Quatrièmement, selon les personnes qui ne croient pas en l’efficacité de la prévention et de la réglementation, seules les politiques de contrôle qui établissent des sanctions sévères, pour cause de violation des mesures de réglementation seraient acceptables. Cette méfiance vis-à-vis de la réglementation et de la prévention est évocatrice de la position des « conservateurs culturels » décrite par Goode (1998).
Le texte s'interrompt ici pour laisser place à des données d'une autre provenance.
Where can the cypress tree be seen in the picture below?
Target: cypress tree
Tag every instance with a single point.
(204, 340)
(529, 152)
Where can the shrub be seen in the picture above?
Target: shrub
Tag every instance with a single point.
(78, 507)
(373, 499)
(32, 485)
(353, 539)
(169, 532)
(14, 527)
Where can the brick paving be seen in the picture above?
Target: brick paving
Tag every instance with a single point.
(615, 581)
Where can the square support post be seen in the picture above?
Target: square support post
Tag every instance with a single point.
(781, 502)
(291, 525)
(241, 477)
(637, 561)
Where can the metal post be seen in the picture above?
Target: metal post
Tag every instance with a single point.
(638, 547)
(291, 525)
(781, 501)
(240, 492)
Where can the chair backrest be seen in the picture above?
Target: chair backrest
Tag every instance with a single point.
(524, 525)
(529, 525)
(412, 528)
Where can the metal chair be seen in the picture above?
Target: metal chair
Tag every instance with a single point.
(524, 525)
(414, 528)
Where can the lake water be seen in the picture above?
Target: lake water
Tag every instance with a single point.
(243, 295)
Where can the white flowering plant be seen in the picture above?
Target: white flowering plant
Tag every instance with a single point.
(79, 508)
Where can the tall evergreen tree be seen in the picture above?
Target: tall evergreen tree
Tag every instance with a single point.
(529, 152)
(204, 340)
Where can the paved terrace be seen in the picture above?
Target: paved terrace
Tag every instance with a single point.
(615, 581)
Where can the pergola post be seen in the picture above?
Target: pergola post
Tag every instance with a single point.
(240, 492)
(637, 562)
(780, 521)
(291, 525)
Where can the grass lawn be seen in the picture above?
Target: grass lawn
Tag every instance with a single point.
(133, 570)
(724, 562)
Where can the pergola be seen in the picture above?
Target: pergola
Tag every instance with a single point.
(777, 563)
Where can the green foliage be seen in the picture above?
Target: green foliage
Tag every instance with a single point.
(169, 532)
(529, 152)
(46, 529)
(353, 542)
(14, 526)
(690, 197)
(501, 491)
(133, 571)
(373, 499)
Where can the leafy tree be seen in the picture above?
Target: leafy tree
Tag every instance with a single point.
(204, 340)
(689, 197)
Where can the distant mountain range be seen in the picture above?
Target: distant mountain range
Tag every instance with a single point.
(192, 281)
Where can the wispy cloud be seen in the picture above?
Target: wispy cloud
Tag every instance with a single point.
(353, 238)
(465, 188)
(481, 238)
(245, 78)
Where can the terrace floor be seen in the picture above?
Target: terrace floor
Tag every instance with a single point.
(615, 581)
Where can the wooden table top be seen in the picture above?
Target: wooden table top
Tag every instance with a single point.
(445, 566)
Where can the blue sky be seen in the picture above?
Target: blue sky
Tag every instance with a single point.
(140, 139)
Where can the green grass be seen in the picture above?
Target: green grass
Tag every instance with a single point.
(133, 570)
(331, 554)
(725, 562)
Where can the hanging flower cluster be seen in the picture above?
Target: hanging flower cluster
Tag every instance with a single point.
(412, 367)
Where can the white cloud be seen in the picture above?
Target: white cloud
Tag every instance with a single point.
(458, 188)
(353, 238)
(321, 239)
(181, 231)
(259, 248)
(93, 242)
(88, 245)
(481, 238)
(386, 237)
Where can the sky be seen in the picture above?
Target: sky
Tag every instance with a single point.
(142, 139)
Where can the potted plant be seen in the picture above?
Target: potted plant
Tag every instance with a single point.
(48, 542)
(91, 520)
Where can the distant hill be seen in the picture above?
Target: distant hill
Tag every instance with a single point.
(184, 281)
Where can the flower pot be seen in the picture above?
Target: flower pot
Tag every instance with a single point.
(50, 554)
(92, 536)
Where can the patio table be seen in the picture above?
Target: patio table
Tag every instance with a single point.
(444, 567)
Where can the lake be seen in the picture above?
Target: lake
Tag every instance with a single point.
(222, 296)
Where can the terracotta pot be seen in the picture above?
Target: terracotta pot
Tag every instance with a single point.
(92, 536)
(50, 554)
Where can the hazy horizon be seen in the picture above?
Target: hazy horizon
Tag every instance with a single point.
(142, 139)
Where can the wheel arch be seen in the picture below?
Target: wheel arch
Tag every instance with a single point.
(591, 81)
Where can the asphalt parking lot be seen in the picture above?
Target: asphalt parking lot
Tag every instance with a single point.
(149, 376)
Ce point de vue équivaudrait à considérer que a) les comportements à risque sont des problèmes personnels et relèvent de la responsabilité de chacun, mais que b) la société doit être protégée contre les individus contrevenants qui mettent les autres en danger.

Cinquièmement, les positions pourraient varier en fonction du type d’activité récréative (tabac, alcool et JHA). Par exemple, pour un même groupe de personnes, en ce qui concerne la consommation abusive d’alcool, des mesures de contrôle très contraignantes pourraient être considérées comme acceptables en raison des risques encourus, comme l’alcool au volant qui a des conséquences sociales très négatives, alors que ces mêmes mesures contraignantes ne seraient pas considérées comme

acceptables concernant les JHA, leurs conséquences négatives étant perçues comme moindres voire inexistantes (Buykx et al., 2015).

En résumé, sont attendues différentes positions qui pourraient être qualifiées de « rejet total de toutes politiques de contrôle », de « politiques de contrôle fort », de « politiques de contrôle faibles/modérées », de « sanctions modérées » ou de « sanctions sévères ». Elles tiendraient compte des philosophies des participants et des habitudes de consommation. De plus, ces positions pourraient, pour les mêmes participants, varier en fonction du produit potentiellement addictif considéré, à savoir le tabac, l’alcool et les jeux de hasard et d’argent (Diepeveen, Ling, Suhrcke, Roland et Marteau, 2013). Il importe désormais d’exposer le cadre méthodologique de cette étude.